Every row is delimited by an open and close bracket (except when a row
oid alone is adequate inside a table when a row member is expected).
A row must start with the row oid, which if not explictly scoped will
default to the same row scope as the enclosing table.  A row is composed
of cells with unique columns, where each cell is a row attribute.  A
row can express meta-attributes as a nested row (with nesed brackets).

The row can also be written with columns replaced with oids like this:

< <(atomScope=c)> (80=cards)(81=dn)(82=modifytimestamp)(83=cn)
  (84=givenname)(85=mail)(86=xmozillausehtmlmail)(87=sn) >
  
[1:^80 (^81=cn=John Hackworth,mail=jhackworth@atlantis.com)
 (^82=19981001014531Z)(^83=John Hackworth)(^84=John)
 (^85=jhackworth@atlantis.com)(^86=FALSE)(^87=Hackworth)]

Every dict is enclosed by an open and close angle bracket, and a dict
is composed of aliases (cells with explicit hex ID columns and column
name values) and dict meta-info enclosed by nested angle brackets.  For
example, the <(atomScope=c)> above says the dict uses the column scope
as the name space for all the string values defined, so that hex IDs
in this dict live in the column scope name space.

(Note that hex IDs assigned to string tokens usually start with 0x80,
because by convention the hex IDs for 0x0 through 0x7F are associated
with the one byte strings whose single byte is that integer value.  So
the integer token value for the column scope 'c' is the same as the
ASCII integer value for character 'c'.  I won't bother explaining how
this helps prevent recursion at runtime in bootstrapping name spaces.)

We can also replace all the cell values in that row like this:

< <(atomScope=c)> (80=cards)(81=dn)(82=modifytimestamp)(83=cn)
  (84=givenname)(85=mail)(86=xmozillausehtmlmail)(87=sn)>

<(90=cn=John Hackworth,mail=jhackworth@atlantis.com)(91=19981001014531Z)
 (92=John Hackworth)(93=John)(94=jhackworth@atlantis.com)(95=FALSE)
 (96=Hackworth)>
  
[1:^80 (^81^90)(^82^91)(^83^92)(^84^93)(^85^94)(^86^95)(^87^96)]

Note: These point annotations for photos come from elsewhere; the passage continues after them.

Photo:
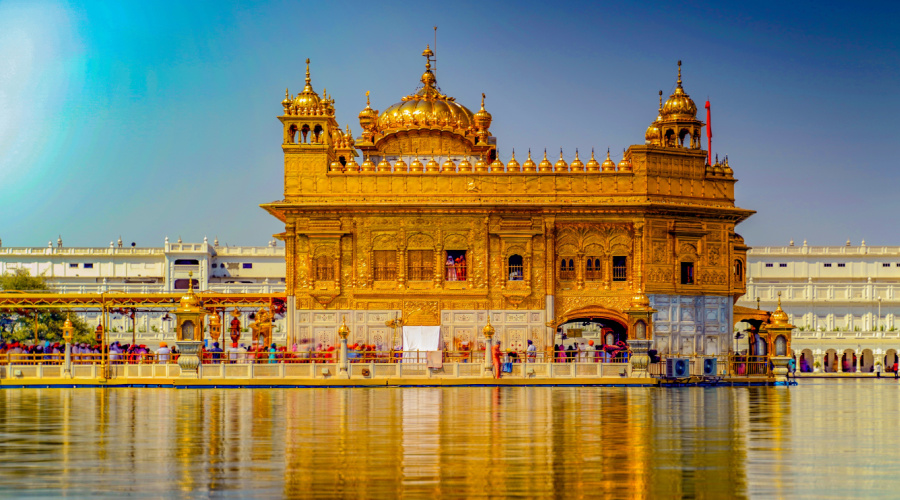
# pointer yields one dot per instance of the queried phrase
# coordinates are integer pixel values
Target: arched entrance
(602, 326)
(806, 362)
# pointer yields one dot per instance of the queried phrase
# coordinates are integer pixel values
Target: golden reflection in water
(454, 442)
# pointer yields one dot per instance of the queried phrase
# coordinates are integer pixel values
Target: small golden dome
(416, 166)
(497, 165)
(639, 299)
(529, 165)
(449, 167)
(488, 329)
(286, 103)
(545, 165)
(652, 134)
(344, 330)
(352, 166)
(426, 108)
(625, 164)
(608, 165)
(482, 117)
(432, 167)
(368, 115)
(368, 165)
(577, 165)
(679, 105)
(480, 165)
(593, 165)
(513, 165)
(307, 100)
(561, 165)
(400, 166)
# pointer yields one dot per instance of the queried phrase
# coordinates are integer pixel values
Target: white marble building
(165, 269)
(842, 299)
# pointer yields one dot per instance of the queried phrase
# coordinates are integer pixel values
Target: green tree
(20, 324)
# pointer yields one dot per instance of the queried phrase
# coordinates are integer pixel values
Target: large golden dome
(427, 107)
(679, 105)
(308, 99)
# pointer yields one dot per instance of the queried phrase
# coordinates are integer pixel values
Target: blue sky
(148, 119)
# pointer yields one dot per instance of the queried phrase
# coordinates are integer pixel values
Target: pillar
(488, 332)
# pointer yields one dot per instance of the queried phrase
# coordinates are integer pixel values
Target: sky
(152, 119)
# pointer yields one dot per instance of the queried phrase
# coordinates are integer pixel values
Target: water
(822, 439)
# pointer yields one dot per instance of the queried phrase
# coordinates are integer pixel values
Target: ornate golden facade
(543, 241)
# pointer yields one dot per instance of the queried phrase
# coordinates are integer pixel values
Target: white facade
(163, 269)
(841, 298)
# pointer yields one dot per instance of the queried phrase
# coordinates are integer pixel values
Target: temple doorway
(600, 331)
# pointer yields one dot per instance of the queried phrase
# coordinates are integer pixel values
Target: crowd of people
(123, 353)
(590, 353)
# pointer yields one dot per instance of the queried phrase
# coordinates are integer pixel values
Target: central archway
(602, 325)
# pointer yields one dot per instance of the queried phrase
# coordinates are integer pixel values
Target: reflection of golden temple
(537, 245)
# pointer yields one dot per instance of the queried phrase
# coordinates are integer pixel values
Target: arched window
(292, 134)
(640, 330)
(566, 269)
(515, 268)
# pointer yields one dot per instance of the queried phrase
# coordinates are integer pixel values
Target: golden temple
(432, 226)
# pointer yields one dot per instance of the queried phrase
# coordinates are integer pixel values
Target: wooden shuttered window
(420, 265)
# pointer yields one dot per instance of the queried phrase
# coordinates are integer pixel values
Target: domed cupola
(307, 102)
(679, 104)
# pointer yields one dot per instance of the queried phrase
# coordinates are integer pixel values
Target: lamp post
(344, 368)
(488, 332)
(68, 329)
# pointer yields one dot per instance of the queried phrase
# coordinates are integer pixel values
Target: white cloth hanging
(417, 340)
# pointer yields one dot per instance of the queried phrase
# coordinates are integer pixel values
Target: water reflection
(820, 439)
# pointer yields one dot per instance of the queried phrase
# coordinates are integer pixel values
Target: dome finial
(307, 71)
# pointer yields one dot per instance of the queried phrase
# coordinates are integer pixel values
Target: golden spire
(561, 165)
(513, 165)
(577, 165)
(679, 73)
(545, 165)
(608, 165)
(529, 165)
(308, 86)
(593, 165)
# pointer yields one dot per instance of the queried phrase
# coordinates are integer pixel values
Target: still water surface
(822, 439)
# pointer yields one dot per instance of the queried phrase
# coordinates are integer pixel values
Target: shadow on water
(831, 439)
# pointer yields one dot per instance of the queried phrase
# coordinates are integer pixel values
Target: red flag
(708, 135)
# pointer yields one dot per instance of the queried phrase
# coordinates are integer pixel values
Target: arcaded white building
(164, 269)
(842, 299)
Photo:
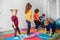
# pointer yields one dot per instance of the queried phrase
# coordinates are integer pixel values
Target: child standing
(36, 19)
(28, 16)
(14, 20)
(48, 27)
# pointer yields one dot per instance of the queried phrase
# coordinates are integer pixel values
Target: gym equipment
(47, 37)
(57, 23)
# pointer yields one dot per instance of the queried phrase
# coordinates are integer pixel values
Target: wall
(0, 14)
(53, 10)
(6, 14)
(42, 5)
(20, 5)
(59, 8)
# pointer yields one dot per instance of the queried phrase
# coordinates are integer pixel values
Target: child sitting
(36, 19)
(14, 20)
(48, 27)
(42, 17)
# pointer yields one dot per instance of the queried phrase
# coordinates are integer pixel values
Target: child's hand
(14, 26)
(50, 34)
(44, 32)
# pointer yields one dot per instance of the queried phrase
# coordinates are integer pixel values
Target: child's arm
(50, 32)
(45, 30)
(13, 24)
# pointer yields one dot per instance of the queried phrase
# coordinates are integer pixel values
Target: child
(48, 27)
(28, 16)
(52, 22)
(14, 20)
(36, 19)
(42, 17)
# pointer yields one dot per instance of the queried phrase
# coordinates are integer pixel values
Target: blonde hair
(14, 10)
(28, 7)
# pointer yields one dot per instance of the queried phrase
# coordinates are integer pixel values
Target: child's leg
(15, 34)
(50, 32)
(29, 26)
(45, 30)
(18, 30)
(37, 24)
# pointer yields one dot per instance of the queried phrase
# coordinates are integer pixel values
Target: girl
(28, 15)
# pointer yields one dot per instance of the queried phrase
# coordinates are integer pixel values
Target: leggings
(29, 26)
(16, 30)
(37, 23)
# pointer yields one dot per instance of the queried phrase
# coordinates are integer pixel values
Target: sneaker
(16, 38)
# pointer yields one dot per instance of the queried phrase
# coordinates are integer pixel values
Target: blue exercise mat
(46, 36)
(12, 37)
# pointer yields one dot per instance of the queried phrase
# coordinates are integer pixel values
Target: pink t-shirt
(15, 20)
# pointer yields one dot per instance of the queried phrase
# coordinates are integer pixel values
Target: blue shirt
(49, 26)
(40, 17)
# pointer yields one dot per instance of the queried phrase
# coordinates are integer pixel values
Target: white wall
(59, 8)
(0, 14)
(53, 10)
(6, 14)
(20, 5)
(42, 5)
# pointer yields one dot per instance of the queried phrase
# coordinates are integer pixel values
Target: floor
(38, 35)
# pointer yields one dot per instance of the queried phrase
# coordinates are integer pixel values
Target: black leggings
(16, 30)
(37, 23)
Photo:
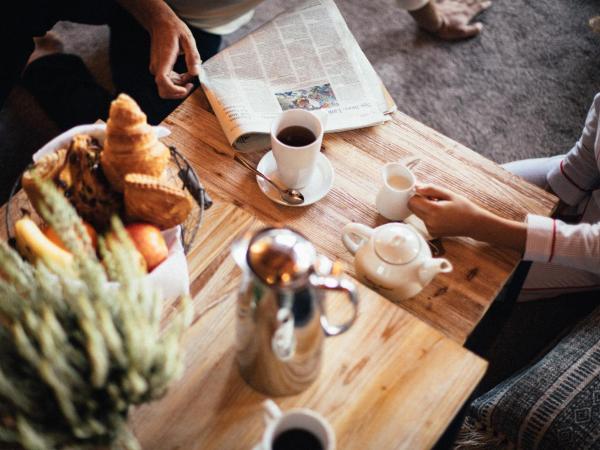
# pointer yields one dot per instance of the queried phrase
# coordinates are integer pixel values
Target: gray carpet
(519, 90)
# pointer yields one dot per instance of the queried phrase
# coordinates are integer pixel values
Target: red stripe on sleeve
(553, 240)
(569, 179)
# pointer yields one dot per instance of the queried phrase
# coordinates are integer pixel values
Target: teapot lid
(281, 257)
(396, 243)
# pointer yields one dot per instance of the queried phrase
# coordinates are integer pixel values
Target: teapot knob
(431, 267)
(354, 235)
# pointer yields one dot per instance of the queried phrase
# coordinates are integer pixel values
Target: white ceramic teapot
(393, 259)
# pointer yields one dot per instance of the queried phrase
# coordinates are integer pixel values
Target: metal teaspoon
(290, 196)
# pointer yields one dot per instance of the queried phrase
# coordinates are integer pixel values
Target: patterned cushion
(554, 404)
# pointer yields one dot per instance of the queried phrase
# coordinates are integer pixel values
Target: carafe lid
(281, 257)
(396, 243)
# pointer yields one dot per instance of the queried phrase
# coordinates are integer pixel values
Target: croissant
(131, 144)
(149, 199)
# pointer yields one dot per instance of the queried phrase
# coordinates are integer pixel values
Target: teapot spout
(431, 267)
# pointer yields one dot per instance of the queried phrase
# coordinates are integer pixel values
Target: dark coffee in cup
(296, 136)
(297, 439)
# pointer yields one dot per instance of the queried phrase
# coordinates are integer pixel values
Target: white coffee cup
(398, 187)
(277, 422)
(296, 165)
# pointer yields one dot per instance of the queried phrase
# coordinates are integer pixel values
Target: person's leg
(66, 90)
(130, 62)
(551, 280)
(533, 170)
(61, 83)
(26, 19)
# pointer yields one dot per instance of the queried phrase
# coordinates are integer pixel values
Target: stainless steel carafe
(281, 322)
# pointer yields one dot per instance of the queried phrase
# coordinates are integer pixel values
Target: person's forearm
(499, 231)
(148, 12)
(428, 17)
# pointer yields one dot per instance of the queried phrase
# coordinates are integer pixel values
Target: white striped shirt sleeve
(411, 5)
(577, 175)
(553, 241)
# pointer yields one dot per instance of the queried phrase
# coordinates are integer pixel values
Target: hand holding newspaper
(304, 58)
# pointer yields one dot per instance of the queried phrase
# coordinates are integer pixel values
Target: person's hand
(444, 212)
(456, 17)
(170, 37)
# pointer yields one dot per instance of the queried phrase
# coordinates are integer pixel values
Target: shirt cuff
(412, 5)
(563, 185)
(541, 236)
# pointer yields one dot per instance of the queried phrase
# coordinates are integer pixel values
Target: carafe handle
(331, 283)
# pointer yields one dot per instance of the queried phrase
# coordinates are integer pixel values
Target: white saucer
(319, 185)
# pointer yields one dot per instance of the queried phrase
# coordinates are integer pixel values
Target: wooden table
(391, 381)
(453, 303)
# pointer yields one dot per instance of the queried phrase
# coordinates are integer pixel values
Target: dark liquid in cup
(296, 136)
(297, 439)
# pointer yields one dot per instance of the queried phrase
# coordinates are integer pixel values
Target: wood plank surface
(390, 382)
(453, 303)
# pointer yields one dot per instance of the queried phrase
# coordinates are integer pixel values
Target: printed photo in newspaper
(304, 58)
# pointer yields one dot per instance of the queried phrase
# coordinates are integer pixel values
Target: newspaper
(304, 58)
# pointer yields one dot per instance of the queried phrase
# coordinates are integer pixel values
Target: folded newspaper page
(304, 58)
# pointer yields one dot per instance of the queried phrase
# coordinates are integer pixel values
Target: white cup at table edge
(277, 422)
(296, 165)
(391, 202)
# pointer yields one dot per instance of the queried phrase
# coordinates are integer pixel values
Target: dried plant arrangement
(80, 345)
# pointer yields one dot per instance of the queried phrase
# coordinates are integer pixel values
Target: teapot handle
(336, 284)
(353, 230)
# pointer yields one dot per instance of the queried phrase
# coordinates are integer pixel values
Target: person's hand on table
(446, 213)
(457, 16)
(171, 37)
(451, 19)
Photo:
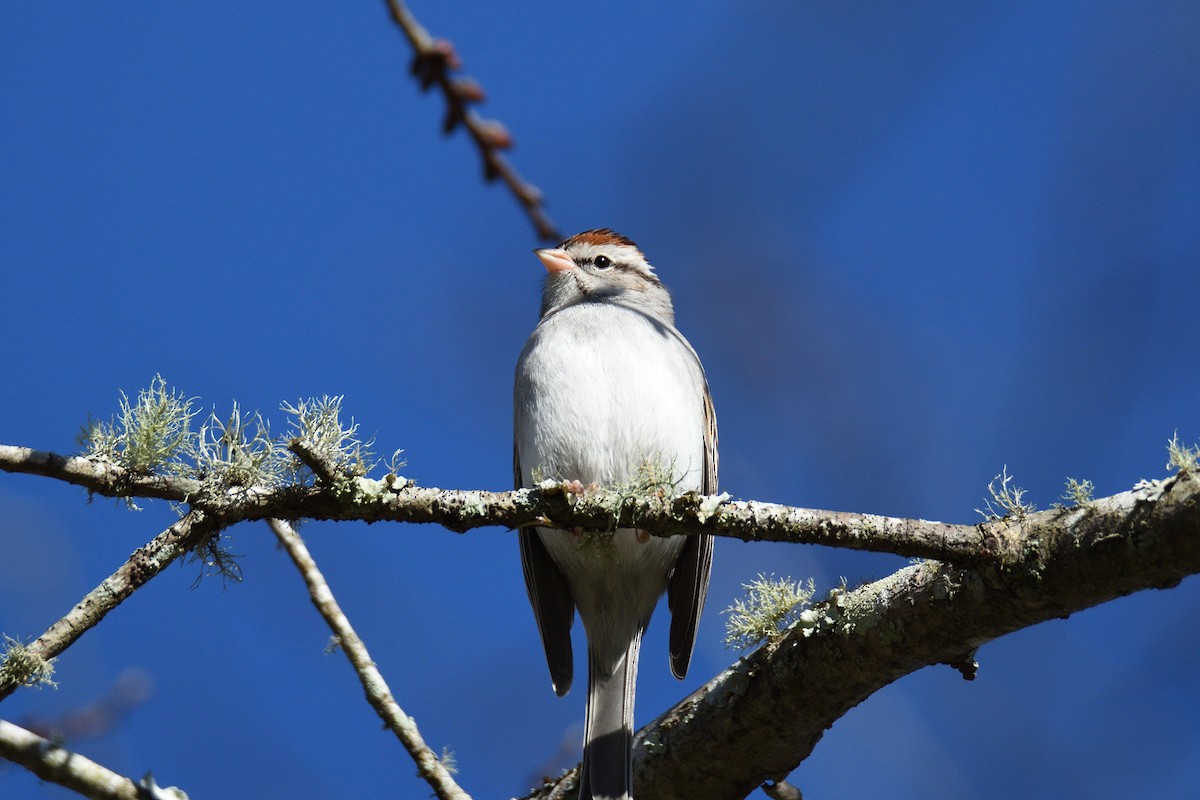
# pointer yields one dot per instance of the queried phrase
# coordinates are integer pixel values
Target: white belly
(615, 392)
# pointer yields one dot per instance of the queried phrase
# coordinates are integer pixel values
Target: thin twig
(432, 64)
(373, 684)
(144, 564)
(52, 762)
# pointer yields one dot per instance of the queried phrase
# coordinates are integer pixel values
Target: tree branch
(345, 498)
(379, 696)
(144, 564)
(432, 64)
(52, 762)
(857, 642)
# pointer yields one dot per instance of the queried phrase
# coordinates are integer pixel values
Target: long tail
(607, 770)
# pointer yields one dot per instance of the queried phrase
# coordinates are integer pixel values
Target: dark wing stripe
(689, 582)
(551, 599)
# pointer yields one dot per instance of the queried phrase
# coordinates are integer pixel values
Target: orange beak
(555, 259)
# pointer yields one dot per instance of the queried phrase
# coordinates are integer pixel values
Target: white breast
(603, 389)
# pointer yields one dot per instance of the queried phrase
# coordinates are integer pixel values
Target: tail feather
(607, 771)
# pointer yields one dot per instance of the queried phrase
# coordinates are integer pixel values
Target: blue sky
(912, 244)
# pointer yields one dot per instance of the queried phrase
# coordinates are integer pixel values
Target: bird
(606, 388)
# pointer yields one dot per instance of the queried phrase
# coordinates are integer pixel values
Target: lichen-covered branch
(144, 564)
(57, 764)
(857, 642)
(354, 498)
(379, 696)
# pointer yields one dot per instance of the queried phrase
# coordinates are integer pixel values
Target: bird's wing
(689, 582)
(550, 596)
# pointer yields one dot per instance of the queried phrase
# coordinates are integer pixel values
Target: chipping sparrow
(604, 386)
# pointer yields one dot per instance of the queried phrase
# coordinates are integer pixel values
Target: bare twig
(432, 64)
(378, 693)
(144, 564)
(52, 762)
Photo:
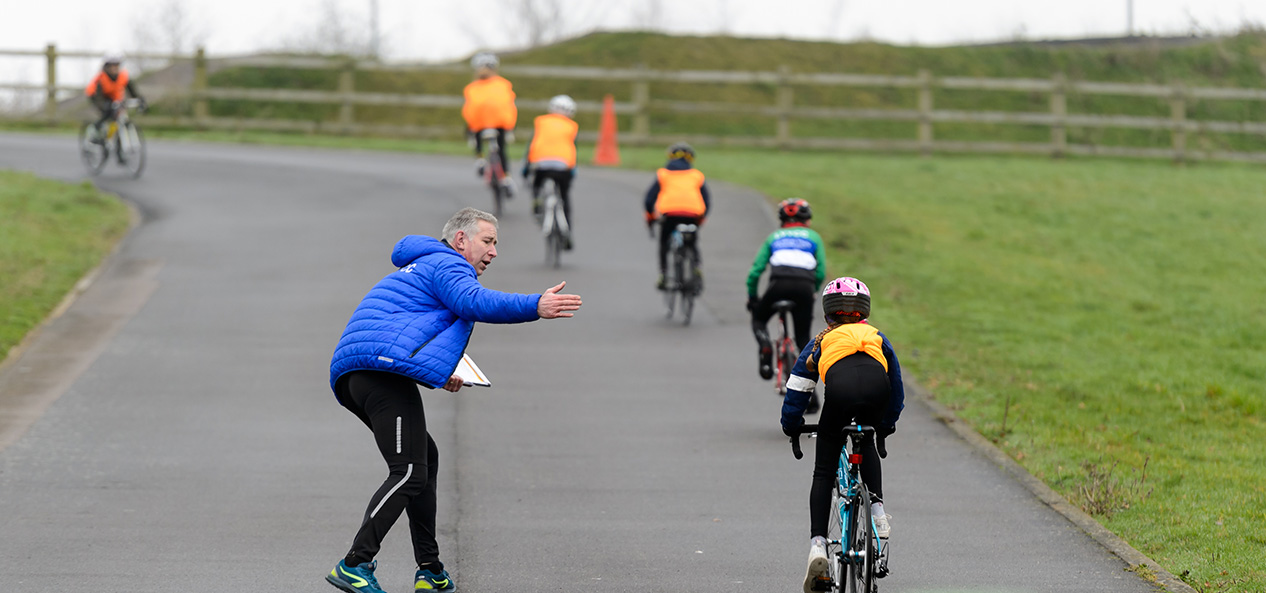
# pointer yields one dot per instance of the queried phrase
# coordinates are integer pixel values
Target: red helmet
(794, 209)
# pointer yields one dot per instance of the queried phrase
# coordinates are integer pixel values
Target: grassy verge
(1102, 321)
(1099, 319)
(51, 235)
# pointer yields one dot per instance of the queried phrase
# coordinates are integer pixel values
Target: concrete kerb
(1133, 558)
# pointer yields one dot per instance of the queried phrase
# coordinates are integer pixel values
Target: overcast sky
(443, 29)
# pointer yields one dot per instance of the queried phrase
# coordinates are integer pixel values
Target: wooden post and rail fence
(924, 117)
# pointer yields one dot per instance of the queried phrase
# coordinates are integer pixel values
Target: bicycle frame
(850, 497)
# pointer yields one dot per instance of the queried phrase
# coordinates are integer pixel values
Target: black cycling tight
(391, 407)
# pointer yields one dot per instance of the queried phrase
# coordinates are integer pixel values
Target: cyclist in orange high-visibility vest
(108, 89)
(677, 197)
(490, 105)
(552, 155)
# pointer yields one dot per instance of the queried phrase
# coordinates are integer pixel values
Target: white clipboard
(470, 373)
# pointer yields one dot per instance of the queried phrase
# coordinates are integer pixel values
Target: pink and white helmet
(846, 295)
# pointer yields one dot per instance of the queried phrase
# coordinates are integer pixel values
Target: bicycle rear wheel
(861, 565)
(93, 155)
(672, 280)
(132, 148)
(553, 247)
(834, 536)
(688, 284)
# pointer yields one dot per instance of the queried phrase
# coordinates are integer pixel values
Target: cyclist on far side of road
(679, 195)
(552, 155)
(106, 90)
(798, 266)
(490, 105)
(862, 384)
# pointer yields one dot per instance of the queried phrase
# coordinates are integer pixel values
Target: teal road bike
(857, 556)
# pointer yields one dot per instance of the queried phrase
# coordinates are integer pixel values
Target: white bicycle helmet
(485, 60)
(562, 105)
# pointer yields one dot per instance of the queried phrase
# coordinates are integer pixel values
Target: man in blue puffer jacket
(412, 328)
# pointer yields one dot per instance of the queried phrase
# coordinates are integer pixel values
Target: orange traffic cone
(607, 152)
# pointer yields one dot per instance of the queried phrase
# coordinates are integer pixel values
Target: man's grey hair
(466, 221)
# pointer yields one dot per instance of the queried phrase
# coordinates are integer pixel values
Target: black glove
(794, 431)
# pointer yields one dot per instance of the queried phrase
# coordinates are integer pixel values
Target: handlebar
(851, 430)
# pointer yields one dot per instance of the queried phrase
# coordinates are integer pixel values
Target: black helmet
(681, 150)
(794, 209)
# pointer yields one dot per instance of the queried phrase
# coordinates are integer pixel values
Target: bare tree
(165, 27)
(334, 33)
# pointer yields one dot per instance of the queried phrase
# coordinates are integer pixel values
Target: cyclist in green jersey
(798, 266)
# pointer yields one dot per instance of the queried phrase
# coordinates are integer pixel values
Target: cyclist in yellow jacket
(679, 195)
(862, 384)
(552, 155)
(489, 104)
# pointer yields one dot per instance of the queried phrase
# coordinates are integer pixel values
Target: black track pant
(666, 226)
(562, 180)
(799, 292)
(391, 407)
(857, 390)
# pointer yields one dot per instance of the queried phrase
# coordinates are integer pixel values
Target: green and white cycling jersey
(790, 252)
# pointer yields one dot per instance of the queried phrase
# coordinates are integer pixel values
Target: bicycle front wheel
(861, 549)
(91, 153)
(132, 148)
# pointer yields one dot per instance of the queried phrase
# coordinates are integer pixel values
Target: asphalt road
(175, 430)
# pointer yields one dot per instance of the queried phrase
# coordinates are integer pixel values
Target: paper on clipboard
(470, 373)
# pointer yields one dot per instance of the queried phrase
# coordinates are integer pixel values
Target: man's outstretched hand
(553, 306)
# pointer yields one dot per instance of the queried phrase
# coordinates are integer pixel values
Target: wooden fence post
(924, 113)
(347, 89)
(1178, 115)
(1060, 114)
(201, 112)
(51, 88)
(785, 100)
(642, 104)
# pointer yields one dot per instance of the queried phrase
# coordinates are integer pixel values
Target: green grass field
(1093, 318)
(51, 235)
(1233, 61)
(1100, 319)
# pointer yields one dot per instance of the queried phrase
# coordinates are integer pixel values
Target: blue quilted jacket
(418, 319)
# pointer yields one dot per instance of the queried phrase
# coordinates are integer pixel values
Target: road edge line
(134, 221)
(1113, 542)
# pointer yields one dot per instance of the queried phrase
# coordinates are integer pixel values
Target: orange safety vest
(848, 340)
(490, 104)
(680, 193)
(113, 89)
(553, 140)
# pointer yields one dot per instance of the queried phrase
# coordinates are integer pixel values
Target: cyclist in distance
(106, 91)
(862, 384)
(552, 155)
(798, 266)
(677, 195)
(490, 105)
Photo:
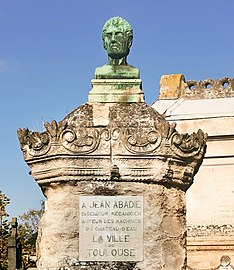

Collections of rows are called tables, and the are enclosed in braces,
with table meta-info expressed as cells inside nested braces (just as
meta-info elsewhere is expressed by cells in nested delimitors).  A
row in a table can either be a row oid, or a row definition using the
square bracket notation shown above.  There is no such thing as an
undefined row oid, since the appearance of a naked oid in Mork is
considered the definition of an empy row with no cells specified.

If we assume another card with oid 2:cards for John Galt, then we
can make a table containing both John Hackworth and John Galt like this:

{ 1:cards {(rowScope=cards)(tableKind=Johns)} 1 2 }

Note that table IDs in MDB are allocated in the row scope name space.
This table expression is equivalent to the following two alternatives:

{ 1:^80 {(rowScope^80:c)(tableKind=Johns)} 1:^80 2:^80 } // with oids

{ 1:^80 {(rowScope^80:c)(tableKind=Johns)} // with explicit row cells
  [1:^80 (^81^90)(^82^91)(^83^92)(^84^93)(^85^94)(^86^95)(^87^96)]
  [2 (mail=galtj@atlantis.com)(cn=John Galt)]
}

Okay, that's a good first taste of the Mork text format, but now I have
to get some coding work done.  Maybe later I'll say more about how one
might organize tables and dicts for specific purposes. 

David McCusker, speaking only for myself, mozilla mail/news client eng
Values have meaning only against the context of a set of relationships.